Fantastic talk by @kapoormanav on the genetic architecture of South Asian Indian population based on analysis of more than 15,000 exomes from Rajasthan and Maharashtra states of India. #ASHG22
India is one of the most diverse country in the world with 22 official spoken languages, ~3000 castes, 25,000 sub castes and a population size of 1.4 billion. And yet India is one of the most underrepresented countries in the genetic studies.
The extreme diversity in terms language, caste and culture makes Indian population so unique as these factors have sculpted the genetic architecture of Indians over hundreds to thousands of years.
This fascinating fact can be readily appreciated when we cluster the Indian individuals based on their genetic data, which Manav showed in beautiful UMAP plots based on first 10 PCs.
Individuals cluster together based on language they speak more than where they live. Within each language clusters, individuals cluster based on their caste and sub-caste.
This is because individuals marry only within a caste and those who marry outside the caste become social outcast and sometimes face grave consequences.
Such cultural barriers to gene flow gave birth to thousands of "isolated" populations, similar to geographical barriers resulting in isolated populations (e.g. Northern Isles)
Note, sociocultural barriers are more powerful than geographical barriers to gene flow. This results in founder effects that are stronger than what we've seen in well studied founder populations like Finns and Ashkenazi Jews
In the current larger dataset, Manav was able recapitulate the strong founder effects in terms of high within community IBD scores for many caste communities.
Such strong founder effects seem to have caused fascinating consequences on the admixture proportions of the present day Indians.
Manav modeled the admixture of the study participants based on three major ancestries--ancestral South Indians (ASI, Indo-Dravidians), ancestral north Indians (ANI, Indo-Aryans) and Europeans (EUR)
Moving from North to South axis, as expected many communities showed linear increase in ASI and decrease in ANI and EUR. But some communities stood out showing predominantly ANI (Jain) or predominantly ASI (Koli)
This suggests that such communities have experienced strong barriers to gene flow due to strong endogamy practices, which was also reflected in the high IBD scores in those communities. That was fascinating!
Another area that has been poorly explored in Indian context is the positive selection. Humans who settled over this large country many thousand years ago over multiple migrations for sure faced many challenges like food, pathogen etc. and underwent adaptation.
We know little about those such positive selections. Analysing the genetic data of the 15k samples, Manav identified 24 loci across the genome with strong signs of positive selection. Some are known, e.g. LCT, HLA etc.
Some are novel. Manav highlights a locus in chr 4 that contains gene OTOP1 that encoded a zinc sensitive channel protein that plays an important role in inner ear balance. Variants within this positively selected region strongly associate with vertigo.
As a South Asian Indian who has suffered from motion sickness since childhood and diagnosed with vertigo in adulthood, I am particularly fascinated by this finding.
Next, the most important topic: human knockouts. Similar to Pakistan, consanguineous marriages are common in India, particularly within certain caste communities and this result in high frequency of homozygous loss of function mutations.
Manav showed that the 15k Indian samples had 5 times more number of homozygous pLOFs compared to sample size matched European dataset. Many of these pLOFs were never seen before.
Manav highlighted a splice donor variant in PLA2G7 that encodes an enzyme that degrades platelet activating factor. this variant is seen 0.5-1% of the Indians but absent elsewhere in the world.
This variant increases the risk for cardiovascular disease. Individuals carrying this variant are at more than five times odds of having undergone coronary bypass surgery. It seems like there might be hundreds of thousands human knockouts for PLA2G7 roaming around in India.
The initial results that Manav presented look amazing and with increasing sample sizes these results will get even better.

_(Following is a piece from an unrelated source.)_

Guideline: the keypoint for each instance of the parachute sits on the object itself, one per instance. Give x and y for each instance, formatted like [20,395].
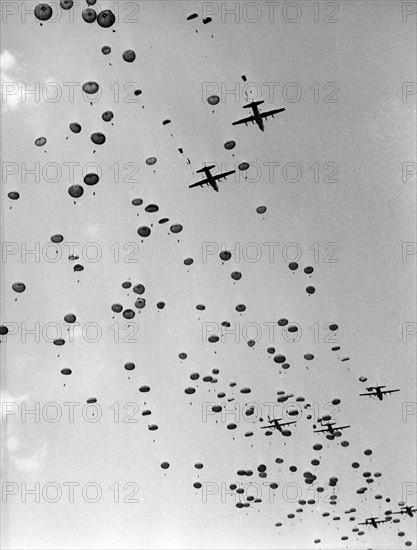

Watch this space for future updates.
I noticed that some good geneticists whom I respect made insensitive comments on our work. As an Indian who has lived and seen bad side of the caste system, I want to emphasize strongly that caste is extremely important factor when it comes to genetics in India.
This knowledge is important for both making genetic discoveries, to diagnose diseases and most importantly, for educating the future generations on the bad effects of endogamous practices.

• • •

Missing some Tweet in this thread? You can try to force a refresh
 

Keep Current with Veera M. Rajagopal

Veera M. Rajagopal Profile picture

Stay in touch and get notified when new unrolls are available from this author!

Read all threads

This Thread may be Removed Anytime!

PDF

Twitter may remove this content at anytime! Save it as PDF for later use!

Try unrolling a thread yourself!

how to unroll video
  1. Follow @ThreadReaderApp to mention us!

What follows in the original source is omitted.